Lu Songjian, Yang Jiyuan, Yan Lei, Liu Jingjing, Wang Judy Jiaru, Jain Rhea, Yu Jiyang
Department of Computational Biology, St. Jude Children's Research Hospital, Memphis, TN, 38105, USA.
Nat Commun. 2025 Feb 1;16(1):1246. doi: 10.1038/s41467-025-56623-1.
The variation of transcriptome size across cell types significantly impacts single-cell RNA sequencing (scRNA-seq) data normalization and bulk RNA-seq cellular deconvolution, yet this intrinsic feature is often overlooked. Here we introduce ReDeconv, a computational algorithm that incorporates transcriptome size into scRNA-seq normalization and bulk deconvolution. ReDeconv introduces a scRNA-seq normalization approach, Count based on Linearized Transcriptome Size (CLTS), which corrects differential expressed genes typically misidentified by standard count per 10 K normalization, as confirmed by orthogonal validations. By maintaining transcriptome size variation, CLTS-normalized scRNA-seq enhances the accuracy of bulk deconvolution. Additionally, ReDeconv mitigates gene length effects and models expression variances, thereby improving deconvolution outcomes, particularly for rare cell types. Evaluated with both synthetic and real datasets, ReDeconv surpasses existing methods in precision. ReDeconv alters the practice and provides a new standard for scRNA-seq analyses and bulk deconvolution. The software packages and a user-friendly web portal are available.

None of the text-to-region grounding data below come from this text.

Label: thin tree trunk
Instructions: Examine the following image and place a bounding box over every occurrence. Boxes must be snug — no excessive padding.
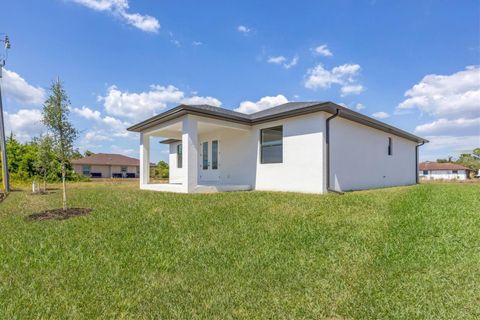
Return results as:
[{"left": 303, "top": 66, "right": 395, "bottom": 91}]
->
[
  {"left": 62, "top": 162, "right": 67, "bottom": 211},
  {"left": 43, "top": 171, "right": 47, "bottom": 193}
]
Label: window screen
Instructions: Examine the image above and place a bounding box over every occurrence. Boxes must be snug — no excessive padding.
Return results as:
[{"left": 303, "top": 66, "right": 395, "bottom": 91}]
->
[
  {"left": 202, "top": 142, "right": 208, "bottom": 170},
  {"left": 177, "top": 144, "right": 182, "bottom": 168},
  {"left": 212, "top": 140, "right": 218, "bottom": 170},
  {"left": 260, "top": 126, "right": 283, "bottom": 164}
]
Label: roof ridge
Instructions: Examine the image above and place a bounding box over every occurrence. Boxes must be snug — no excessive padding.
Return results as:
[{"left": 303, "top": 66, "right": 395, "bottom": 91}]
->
[{"left": 127, "top": 102, "right": 427, "bottom": 143}]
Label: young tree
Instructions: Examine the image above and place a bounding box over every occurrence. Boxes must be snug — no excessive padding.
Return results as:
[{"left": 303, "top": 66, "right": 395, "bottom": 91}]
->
[
  {"left": 42, "top": 79, "right": 78, "bottom": 210},
  {"left": 35, "top": 134, "right": 54, "bottom": 193}
]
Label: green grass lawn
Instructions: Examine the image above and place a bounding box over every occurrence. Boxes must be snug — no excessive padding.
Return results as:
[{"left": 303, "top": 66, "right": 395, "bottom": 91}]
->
[{"left": 0, "top": 182, "right": 479, "bottom": 319}]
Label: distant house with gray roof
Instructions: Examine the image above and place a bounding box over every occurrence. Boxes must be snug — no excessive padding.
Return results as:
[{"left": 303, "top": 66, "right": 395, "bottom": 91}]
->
[{"left": 72, "top": 153, "right": 139, "bottom": 178}]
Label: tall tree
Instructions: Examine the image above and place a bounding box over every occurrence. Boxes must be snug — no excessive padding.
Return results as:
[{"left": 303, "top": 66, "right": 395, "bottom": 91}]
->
[
  {"left": 42, "top": 79, "right": 78, "bottom": 210},
  {"left": 35, "top": 134, "right": 54, "bottom": 193},
  {"left": 84, "top": 150, "right": 94, "bottom": 157}
]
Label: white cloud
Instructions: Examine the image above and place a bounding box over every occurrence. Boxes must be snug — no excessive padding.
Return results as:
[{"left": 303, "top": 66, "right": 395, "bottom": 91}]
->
[
  {"left": 284, "top": 56, "right": 299, "bottom": 69},
  {"left": 420, "top": 135, "right": 480, "bottom": 161},
  {"left": 181, "top": 96, "right": 222, "bottom": 106},
  {"left": 234, "top": 94, "right": 288, "bottom": 114},
  {"left": 2, "top": 69, "right": 45, "bottom": 105},
  {"left": 340, "top": 84, "right": 365, "bottom": 96},
  {"left": 268, "top": 55, "right": 298, "bottom": 69},
  {"left": 192, "top": 41, "right": 203, "bottom": 46},
  {"left": 110, "top": 144, "right": 136, "bottom": 156},
  {"left": 71, "top": 0, "right": 160, "bottom": 32},
  {"left": 73, "top": 106, "right": 102, "bottom": 120},
  {"left": 73, "top": 106, "right": 131, "bottom": 137},
  {"left": 396, "top": 66, "right": 480, "bottom": 118},
  {"left": 237, "top": 25, "right": 251, "bottom": 33},
  {"left": 355, "top": 103, "right": 366, "bottom": 111},
  {"left": 84, "top": 130, "right": 112, "bottom": 141},
  {"left": 268, "top": 56, "right": 287, "bottom": 64},
  {"left": 372, "top": 111, "right": 390, "bottom": 119},
  {"left": 415, "top": 117, "right": 480, "bottom": 136},
  {"left": 398, "top": 66, "right": 480, "bottom": 160},
  {"left": 101, "top": 85, "right": 183, "bottom": 119},
  {"left": 422, "top": 135, "right": 480, "bottom": 151},
  {"left": 99, "top": 85, "right": 222, "bottom": 120},
  {"left": 304, "top": 63, "right": 363, "bottom": 96},
  {"left": 4, "top": 109, "right": 45, "bottom": 142},
  {"left": 313, "top": 44, "right": 333, "bottom": 57}
]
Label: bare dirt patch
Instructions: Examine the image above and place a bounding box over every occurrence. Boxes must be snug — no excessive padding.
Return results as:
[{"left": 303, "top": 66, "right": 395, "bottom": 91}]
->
[
  {"left": 29, "top": 190, "right": 57, "bottom": 196},
  {"left": 27, "top": 208, "right": 92, "bottom": 221}
]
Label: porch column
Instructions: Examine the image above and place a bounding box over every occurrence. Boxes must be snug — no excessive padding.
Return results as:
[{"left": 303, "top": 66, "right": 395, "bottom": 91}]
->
[
  {"left": 139, "top": 132, "right": 150, "bottom": 186},
  {"left": 182, "top": 116, "right": 198, "bottom": 192}
]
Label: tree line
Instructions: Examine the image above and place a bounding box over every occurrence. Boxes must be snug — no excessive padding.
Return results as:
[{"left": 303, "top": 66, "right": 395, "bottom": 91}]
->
[
  {"left": 0, "top": 133, "right": 86, "bottom": 183},
  {"left": 437, "top": 148, "right": 480, "bottom": 174}
]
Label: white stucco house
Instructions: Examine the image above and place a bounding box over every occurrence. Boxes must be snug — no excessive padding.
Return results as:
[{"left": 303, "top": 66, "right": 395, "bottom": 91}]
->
[
  {"left": 127, "top": 102, "right": 428, "bottom": 193},
  {"left": 419, "top": 162, "right": 471, "bottom": 180}
]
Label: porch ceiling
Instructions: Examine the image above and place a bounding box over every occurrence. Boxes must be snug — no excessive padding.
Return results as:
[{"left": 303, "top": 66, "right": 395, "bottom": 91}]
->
[{"left": 146, "top": 116, "right": 249, "bottom": 138}]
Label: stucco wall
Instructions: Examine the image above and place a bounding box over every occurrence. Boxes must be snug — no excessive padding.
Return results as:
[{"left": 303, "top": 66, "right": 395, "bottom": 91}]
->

转录组大小在不同细胞类型间的差异对单细胞RNA测序(scRNA-seq)数据标准化和批量RNA测序细胞反卷积有显著影响,但这一内在特征常被忽视。在此,我们介绍ReDeconv,一种将转录组大小纳入scRNA-seq标准化和批量反卷积的计算算法。ReDeconv引入了一种scRNA-seq标准化方法,即基于线性化转录组大小的计数(CLTS),经正交验证证实,该方法可校正通常在每10K标准化中被误识别的差异表达基因。通过保持转录组大小差异,CLTS标准化的scRNA-seq提高了批量反卷积的准确性。此外,ReDeconv减轻了基因长度效应并对表达方差进行建模,从而改善反卷积结果,特别是对于稀有细胞类型。通过合成数据集和真实数据集评估,ReDeconv在精度上超越了现有方法。ReDeconv改变了实践方式,为scRNA-seq分析和批量反卷积提供了新的标准。软件包和用户友好的门户网站均可获取。